Yes, this is true, but not the reason why it failed. Even with the mono trigger, the trigger masked was still below 128, so the variable int array used to store the 32-bit value was actually stored using one byte.

However, the check below for the storing of individual trigger times per trigger type didn't work, as two bits were now set.

I fixed both, we now correctly read the variable length integer and only look at the first 4 bits for the individual trigger times.

kosack commented 1 year ago

Fixed in https://github.com/cta-observatory/pyeventio/issues/261

I think you mean #262

mdpunch commented 1 year ago

Thanks for all your efforts on this (it's my fault it's being tested now!)...

Question maybe to Kark @kosack: At what point do the different bits for the event classification in simtelarray get translated into the "A.4.3 Event type Definition." of the R1 Data Model?

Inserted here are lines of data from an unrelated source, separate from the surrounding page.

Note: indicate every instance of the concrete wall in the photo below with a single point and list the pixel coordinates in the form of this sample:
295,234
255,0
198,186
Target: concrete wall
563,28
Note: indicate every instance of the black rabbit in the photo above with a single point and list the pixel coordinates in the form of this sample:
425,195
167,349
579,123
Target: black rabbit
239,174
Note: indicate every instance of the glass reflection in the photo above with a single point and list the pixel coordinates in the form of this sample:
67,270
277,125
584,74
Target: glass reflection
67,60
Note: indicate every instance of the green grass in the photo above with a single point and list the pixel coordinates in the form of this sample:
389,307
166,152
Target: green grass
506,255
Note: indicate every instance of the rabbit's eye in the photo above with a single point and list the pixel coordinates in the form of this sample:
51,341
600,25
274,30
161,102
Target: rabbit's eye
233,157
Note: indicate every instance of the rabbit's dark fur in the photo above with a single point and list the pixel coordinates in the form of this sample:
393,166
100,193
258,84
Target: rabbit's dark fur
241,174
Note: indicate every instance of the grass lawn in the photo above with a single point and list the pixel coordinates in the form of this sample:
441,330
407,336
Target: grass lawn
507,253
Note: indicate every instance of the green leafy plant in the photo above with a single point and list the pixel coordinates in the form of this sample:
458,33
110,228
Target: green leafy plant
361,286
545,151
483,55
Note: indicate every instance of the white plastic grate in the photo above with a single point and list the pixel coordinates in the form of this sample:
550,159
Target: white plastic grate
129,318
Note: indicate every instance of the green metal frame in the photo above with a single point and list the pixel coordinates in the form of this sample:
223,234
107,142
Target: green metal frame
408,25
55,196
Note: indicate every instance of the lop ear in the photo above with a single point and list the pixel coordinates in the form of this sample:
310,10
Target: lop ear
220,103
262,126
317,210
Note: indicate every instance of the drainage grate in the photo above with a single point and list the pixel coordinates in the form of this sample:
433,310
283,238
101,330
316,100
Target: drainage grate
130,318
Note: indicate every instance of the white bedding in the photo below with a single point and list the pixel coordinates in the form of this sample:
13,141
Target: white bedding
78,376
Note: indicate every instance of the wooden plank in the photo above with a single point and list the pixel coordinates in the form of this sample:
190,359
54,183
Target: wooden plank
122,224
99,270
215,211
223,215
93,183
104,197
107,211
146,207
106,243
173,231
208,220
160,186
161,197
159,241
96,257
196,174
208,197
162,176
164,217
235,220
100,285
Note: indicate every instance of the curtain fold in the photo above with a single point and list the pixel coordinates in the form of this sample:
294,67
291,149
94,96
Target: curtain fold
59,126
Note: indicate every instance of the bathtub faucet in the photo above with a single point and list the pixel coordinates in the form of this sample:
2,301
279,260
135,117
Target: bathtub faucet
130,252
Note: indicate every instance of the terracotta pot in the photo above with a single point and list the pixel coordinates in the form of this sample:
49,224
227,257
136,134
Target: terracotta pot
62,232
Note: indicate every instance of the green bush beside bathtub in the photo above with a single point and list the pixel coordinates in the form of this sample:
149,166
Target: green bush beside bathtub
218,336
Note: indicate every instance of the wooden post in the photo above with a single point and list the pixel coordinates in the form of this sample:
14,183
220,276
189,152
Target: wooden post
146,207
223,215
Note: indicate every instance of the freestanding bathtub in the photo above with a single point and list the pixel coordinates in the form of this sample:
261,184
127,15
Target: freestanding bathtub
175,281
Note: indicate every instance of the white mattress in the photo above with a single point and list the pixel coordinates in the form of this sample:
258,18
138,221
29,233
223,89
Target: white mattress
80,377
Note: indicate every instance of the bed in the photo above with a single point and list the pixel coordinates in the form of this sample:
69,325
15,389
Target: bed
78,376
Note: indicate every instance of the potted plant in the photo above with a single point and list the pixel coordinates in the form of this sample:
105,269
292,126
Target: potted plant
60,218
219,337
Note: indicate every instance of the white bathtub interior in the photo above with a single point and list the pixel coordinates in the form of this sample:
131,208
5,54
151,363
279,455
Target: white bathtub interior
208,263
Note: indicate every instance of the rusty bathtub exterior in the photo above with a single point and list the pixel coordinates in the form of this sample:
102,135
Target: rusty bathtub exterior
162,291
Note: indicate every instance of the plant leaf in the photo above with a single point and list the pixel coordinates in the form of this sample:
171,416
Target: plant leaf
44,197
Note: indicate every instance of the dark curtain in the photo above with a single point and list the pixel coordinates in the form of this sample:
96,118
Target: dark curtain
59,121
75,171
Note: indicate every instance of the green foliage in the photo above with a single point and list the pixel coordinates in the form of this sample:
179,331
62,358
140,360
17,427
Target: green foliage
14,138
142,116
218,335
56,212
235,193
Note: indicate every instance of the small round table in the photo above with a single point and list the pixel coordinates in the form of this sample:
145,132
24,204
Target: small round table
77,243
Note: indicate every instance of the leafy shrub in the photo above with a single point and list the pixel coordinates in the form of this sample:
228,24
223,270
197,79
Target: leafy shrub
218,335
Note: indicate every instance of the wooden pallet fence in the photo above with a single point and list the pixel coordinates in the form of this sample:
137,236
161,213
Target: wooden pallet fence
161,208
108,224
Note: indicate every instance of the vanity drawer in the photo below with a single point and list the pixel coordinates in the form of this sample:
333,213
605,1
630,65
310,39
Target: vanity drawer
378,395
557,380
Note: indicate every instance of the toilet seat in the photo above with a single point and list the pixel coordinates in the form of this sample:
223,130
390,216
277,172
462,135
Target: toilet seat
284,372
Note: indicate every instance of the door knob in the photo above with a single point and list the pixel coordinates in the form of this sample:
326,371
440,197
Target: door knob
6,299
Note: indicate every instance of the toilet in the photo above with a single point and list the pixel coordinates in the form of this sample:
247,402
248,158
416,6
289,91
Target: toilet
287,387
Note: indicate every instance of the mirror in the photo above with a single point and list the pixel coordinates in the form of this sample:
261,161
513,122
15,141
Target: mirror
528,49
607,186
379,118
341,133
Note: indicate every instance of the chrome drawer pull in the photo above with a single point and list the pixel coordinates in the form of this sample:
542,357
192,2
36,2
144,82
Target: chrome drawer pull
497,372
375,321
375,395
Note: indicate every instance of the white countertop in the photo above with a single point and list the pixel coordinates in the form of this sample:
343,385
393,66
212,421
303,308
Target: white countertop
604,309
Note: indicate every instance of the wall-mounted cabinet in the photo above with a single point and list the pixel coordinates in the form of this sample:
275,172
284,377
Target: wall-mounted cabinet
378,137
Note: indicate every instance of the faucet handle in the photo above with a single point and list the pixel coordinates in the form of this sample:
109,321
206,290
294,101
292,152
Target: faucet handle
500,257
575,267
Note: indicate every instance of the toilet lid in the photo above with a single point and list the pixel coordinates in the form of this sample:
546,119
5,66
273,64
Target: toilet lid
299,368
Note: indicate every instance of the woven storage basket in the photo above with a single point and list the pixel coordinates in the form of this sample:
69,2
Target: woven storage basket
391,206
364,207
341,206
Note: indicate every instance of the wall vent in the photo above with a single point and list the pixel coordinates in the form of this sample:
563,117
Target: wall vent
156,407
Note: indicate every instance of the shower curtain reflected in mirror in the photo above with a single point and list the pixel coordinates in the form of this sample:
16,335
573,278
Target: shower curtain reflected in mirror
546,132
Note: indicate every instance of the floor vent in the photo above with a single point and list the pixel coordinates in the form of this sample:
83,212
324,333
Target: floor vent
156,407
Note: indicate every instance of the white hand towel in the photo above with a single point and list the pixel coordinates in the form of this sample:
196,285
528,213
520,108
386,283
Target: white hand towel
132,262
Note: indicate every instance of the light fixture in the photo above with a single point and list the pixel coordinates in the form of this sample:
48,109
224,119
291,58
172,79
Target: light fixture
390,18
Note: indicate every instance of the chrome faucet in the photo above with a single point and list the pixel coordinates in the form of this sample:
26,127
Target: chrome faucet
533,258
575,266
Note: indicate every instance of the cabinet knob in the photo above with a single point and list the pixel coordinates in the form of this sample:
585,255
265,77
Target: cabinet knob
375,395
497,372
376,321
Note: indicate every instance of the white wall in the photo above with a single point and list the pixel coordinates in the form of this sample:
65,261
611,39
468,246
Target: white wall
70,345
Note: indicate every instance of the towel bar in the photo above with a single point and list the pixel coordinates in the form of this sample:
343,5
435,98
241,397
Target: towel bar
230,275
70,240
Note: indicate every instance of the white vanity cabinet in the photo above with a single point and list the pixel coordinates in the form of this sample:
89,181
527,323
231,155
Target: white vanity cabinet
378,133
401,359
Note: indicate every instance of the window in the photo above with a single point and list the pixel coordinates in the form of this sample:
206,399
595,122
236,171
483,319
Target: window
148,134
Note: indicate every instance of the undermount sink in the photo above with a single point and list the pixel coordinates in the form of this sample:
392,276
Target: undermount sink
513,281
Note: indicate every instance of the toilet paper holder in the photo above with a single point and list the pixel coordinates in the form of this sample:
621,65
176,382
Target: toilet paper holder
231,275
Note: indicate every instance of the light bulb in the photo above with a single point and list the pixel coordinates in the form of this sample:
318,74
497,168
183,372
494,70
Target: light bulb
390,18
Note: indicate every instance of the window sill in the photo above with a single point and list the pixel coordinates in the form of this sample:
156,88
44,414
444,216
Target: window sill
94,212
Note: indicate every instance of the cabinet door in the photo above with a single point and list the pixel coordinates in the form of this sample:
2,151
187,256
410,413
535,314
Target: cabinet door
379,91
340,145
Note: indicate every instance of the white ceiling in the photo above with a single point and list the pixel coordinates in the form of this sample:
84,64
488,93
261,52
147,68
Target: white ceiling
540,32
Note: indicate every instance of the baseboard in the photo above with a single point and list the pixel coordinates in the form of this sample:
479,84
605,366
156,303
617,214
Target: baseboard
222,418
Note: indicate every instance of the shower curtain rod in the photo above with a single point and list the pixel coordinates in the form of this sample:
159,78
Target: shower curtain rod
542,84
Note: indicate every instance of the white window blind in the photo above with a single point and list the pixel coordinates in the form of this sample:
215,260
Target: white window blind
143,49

As discussed elsewhere, these random mono triggers could be either trigger type == 2 (ACADA requested this event be captured) or probably better to use one of the unused trigger_type >3, for "special MC simulation events" or something (which would have the advantage that the subtypes, or event_type can then be used to "encode" some of the other bits.

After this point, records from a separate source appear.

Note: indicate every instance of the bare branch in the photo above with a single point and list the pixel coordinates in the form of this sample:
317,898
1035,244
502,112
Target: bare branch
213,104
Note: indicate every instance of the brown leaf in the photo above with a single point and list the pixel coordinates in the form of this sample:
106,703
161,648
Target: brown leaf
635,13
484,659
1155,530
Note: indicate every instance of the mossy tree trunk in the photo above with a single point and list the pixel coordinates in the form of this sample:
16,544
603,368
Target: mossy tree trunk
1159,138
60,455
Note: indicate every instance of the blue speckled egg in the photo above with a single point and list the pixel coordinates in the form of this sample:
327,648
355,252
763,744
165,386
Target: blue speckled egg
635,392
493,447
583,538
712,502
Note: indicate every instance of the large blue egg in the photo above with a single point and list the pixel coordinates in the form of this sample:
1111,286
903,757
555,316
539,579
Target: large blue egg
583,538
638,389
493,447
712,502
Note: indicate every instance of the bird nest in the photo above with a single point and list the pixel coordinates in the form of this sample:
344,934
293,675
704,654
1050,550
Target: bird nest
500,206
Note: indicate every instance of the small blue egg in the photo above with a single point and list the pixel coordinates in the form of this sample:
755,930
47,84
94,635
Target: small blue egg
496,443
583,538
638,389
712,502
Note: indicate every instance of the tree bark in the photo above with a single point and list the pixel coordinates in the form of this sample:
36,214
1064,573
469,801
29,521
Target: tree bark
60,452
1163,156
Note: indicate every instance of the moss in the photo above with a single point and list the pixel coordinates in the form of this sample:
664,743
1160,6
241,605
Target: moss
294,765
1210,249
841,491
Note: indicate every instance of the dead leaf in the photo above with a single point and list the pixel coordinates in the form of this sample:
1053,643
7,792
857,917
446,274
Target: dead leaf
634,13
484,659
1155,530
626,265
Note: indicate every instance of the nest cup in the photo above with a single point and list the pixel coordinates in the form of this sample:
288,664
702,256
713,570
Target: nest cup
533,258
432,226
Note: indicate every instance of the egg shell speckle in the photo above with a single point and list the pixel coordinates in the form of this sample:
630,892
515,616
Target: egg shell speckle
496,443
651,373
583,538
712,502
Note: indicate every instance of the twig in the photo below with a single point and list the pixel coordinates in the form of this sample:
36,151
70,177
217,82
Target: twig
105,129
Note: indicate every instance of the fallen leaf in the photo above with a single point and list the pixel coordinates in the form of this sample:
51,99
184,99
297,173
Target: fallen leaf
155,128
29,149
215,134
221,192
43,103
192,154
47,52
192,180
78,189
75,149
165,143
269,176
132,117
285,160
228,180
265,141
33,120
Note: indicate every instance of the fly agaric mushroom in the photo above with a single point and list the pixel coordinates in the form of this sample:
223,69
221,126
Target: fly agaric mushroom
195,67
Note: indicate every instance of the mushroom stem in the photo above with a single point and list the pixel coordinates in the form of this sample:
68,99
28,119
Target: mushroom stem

Maybe this isn't the best forum to discuss this, but I don't know where is?

maxnoe commented 1 year ago

This is done in the ctapipe.io.SimTelEventSource here:

https://github.com/cta-observatory/ctapipe/blob/73a154591f4935084aa44887d8a86f735de9a3d5/ctapipe/io/simteleventsource.py#L923

But it seems we just always fill SUBARRAY for data events, and are not yet looking at these trigger bits.

So that's something to be added.